If you’ve opened the carton or bottle and won’t be able to use all of the juice before it goes bad, freezing is an option.
While the quality of the juice can be compromised after thawing, it usually works well in drinks or when added to water as flavoring.
For both purposes, the way you should freeze the juice is by using an ice cube tray.
Freezing the whole bottle or carton isn’t a good idea. The expanding liquid will likely damage the container, and that might result in a disaster in your freezer.
How Long Does Cranberry Juice Last?
Once again, let’s start with the variety that’s sold unrefrigerated.
It usually comes with a best-by date on the label. Since the juice is pasteurized and tightly sealed, it can easily last a few months more. The juice will likely stay safe to drink, but the quality will degrade gradually.
That means that cranberry juice that’s 10 months past the date on the label will likely taste okay at best and terrible at worst. Once you open the bottle, you should drink the juice or freeze it within 7 to 10 days.
The story is quite different when it comes to cranberry juice sold in the refrigerated section.

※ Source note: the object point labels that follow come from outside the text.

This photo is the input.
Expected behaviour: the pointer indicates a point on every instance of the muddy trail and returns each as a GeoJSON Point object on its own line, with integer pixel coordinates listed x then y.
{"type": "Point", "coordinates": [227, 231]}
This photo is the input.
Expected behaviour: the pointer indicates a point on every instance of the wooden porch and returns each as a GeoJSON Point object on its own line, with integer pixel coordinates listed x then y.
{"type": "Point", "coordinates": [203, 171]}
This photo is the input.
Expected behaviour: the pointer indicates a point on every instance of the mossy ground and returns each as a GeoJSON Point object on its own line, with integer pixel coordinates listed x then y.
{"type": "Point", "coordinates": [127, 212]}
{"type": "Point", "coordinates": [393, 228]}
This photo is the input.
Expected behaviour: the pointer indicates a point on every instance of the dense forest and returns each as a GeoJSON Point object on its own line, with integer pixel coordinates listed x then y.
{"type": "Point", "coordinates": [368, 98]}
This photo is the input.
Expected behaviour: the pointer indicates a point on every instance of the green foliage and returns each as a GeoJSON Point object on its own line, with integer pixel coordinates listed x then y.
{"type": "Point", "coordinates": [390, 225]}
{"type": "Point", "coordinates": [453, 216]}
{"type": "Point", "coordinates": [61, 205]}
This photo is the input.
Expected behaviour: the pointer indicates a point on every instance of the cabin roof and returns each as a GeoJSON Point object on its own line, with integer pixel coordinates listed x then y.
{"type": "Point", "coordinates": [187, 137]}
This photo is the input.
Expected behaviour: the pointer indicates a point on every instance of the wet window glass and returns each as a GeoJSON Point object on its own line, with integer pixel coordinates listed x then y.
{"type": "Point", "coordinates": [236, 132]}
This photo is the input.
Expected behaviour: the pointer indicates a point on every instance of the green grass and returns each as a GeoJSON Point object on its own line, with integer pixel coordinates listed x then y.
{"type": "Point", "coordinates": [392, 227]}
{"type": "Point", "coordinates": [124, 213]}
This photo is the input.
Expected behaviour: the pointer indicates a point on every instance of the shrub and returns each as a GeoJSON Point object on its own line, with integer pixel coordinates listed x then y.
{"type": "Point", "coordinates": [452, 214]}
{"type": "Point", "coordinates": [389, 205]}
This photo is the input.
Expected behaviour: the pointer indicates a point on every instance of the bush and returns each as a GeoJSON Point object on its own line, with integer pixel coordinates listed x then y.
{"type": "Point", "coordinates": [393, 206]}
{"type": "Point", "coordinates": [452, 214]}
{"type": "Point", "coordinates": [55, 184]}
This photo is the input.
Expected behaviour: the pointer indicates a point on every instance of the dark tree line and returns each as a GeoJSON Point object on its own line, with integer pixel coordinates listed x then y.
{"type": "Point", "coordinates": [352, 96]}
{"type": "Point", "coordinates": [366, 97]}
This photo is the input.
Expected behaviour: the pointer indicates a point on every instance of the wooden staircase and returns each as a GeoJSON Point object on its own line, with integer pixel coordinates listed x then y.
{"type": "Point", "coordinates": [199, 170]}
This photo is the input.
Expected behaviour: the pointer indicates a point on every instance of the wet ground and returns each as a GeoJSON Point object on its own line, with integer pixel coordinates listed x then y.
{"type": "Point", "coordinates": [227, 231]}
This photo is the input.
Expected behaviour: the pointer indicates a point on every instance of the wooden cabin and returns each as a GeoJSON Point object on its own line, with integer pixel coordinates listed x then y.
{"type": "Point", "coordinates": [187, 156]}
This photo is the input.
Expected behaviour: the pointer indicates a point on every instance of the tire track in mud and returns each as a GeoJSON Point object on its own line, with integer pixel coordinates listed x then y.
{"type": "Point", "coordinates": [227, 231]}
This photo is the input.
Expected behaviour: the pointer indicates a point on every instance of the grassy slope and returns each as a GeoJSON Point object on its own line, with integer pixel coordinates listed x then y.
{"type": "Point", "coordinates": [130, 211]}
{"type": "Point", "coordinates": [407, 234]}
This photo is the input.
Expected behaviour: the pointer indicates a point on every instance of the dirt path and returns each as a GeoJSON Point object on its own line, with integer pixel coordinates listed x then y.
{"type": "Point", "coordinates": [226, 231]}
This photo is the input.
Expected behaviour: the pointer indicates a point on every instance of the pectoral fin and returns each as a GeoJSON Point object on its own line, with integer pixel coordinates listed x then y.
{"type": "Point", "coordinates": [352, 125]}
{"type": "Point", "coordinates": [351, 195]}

It also comes with a date on the package, but it’s a use-by date, that’s more strict than the best-by date. That means the juice will likely stay okay for a few days past that date, but that’s about it.
Once you open the container, like with the unrefrigerated variation, it lasts 7 to 10 days give or take.
If you juice cranberries on your own, drink the juice within 1 – 2 days.
|Cranberry juice sold unrefrigerated (unopened)||Best by + 3 – 6 months|
|Cranberry juice sold unrefrigerated (opened)||7 – 10 days|
|Cranberry juice sold refrigerated (unopened)||Use-by + 3 – 5 days|
|Cranberry juice sold refrigerated (opened)||7 days|
Please note that the periods above are estimates and for best quality.
How To Tell If Cranberry Juice Is Bad?
Like with other juices, the typical signs of it going bad are a sour smell, change of color, and altered taste. Of course, if you find anything else wrong with the juice, just toss it out.
People are pretty good at spotting food that’s unsafe to eat, so follow your gut in that regard.
If everything about the juice seems to be fine, and it doesn’t sit in storage for too long, taste the juice. If it tastes okay, feel free to continue using it.
Otherwise, for example, if it starts to taste sour or wine-like, toss it out. Same thing if the taste doesn’t hit the spot anymore. No point in drinking juice that’s unpalatable.